Couldn't this be done by adding an additional signer, which could just be derived from that key? (Of course you might hit the 20-signer limit if you do too many of these).
jedmccaleb
commented
6 years ago When would you want to only sign with part of your weight?
JeremyRubin
commented
6 years ago This allows you to setoptions modulate the thresholds and weights for existing keys without accidentally making a previously invalid transaction valid.

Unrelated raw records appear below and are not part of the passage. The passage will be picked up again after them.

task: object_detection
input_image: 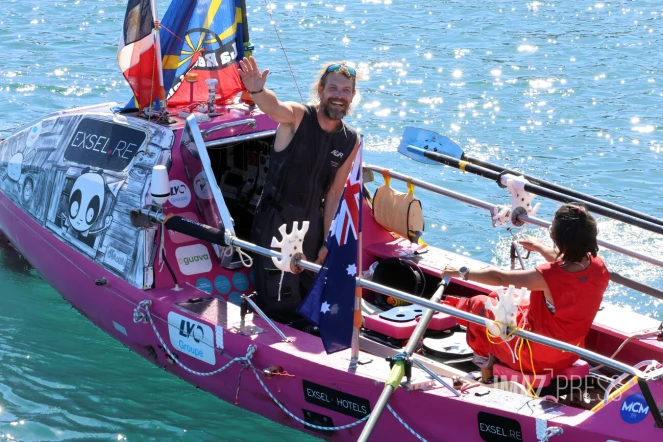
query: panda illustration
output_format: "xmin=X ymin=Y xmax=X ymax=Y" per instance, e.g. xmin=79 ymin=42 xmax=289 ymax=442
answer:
xmin=62 ymin=168 xmax=113 ymax=237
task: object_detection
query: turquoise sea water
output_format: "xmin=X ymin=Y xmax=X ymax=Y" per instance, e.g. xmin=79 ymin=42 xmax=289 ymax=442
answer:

I think a more classic example is the "mom can I have a cookie -> ask your father" scenario. You have a 2 of 2, where either party can authorize payments, but one signals a partial authorization to get consensus with another keyholder.
Perhaps emulable with other things (signing with an invalid prefix), this seems the easiest to reason about & use for contracts though.
Currently a signer may only sign with 100% of their authorization.
Adding a mechanism by which a signer may specify the amount of threshold they are intending to grant would be more flexible, but slightly redundant with existing functionality.
In theory this isn't adding much new functionality: each signer could have keys with 1-to-max allowed threshold keys and choose to sign with one or the other depending on their current intention, however, this addresses the case where a transaction is signed and then a subsequent setoptions is performed changing the thresholds of a key upwards.
To address this, signers should be able to specify a theshold cap. Then the weight of the sig will be min(cap, signer weight). Alternatively, the transaction could be invalid if cap > weight.
Either of these construction enables various types of smart contract where a signer is granted more weight on an account.
There is no need for the signer to specify hi/low/medium because they can see what level a transaction they are signing is by virtue of the transaction it contains.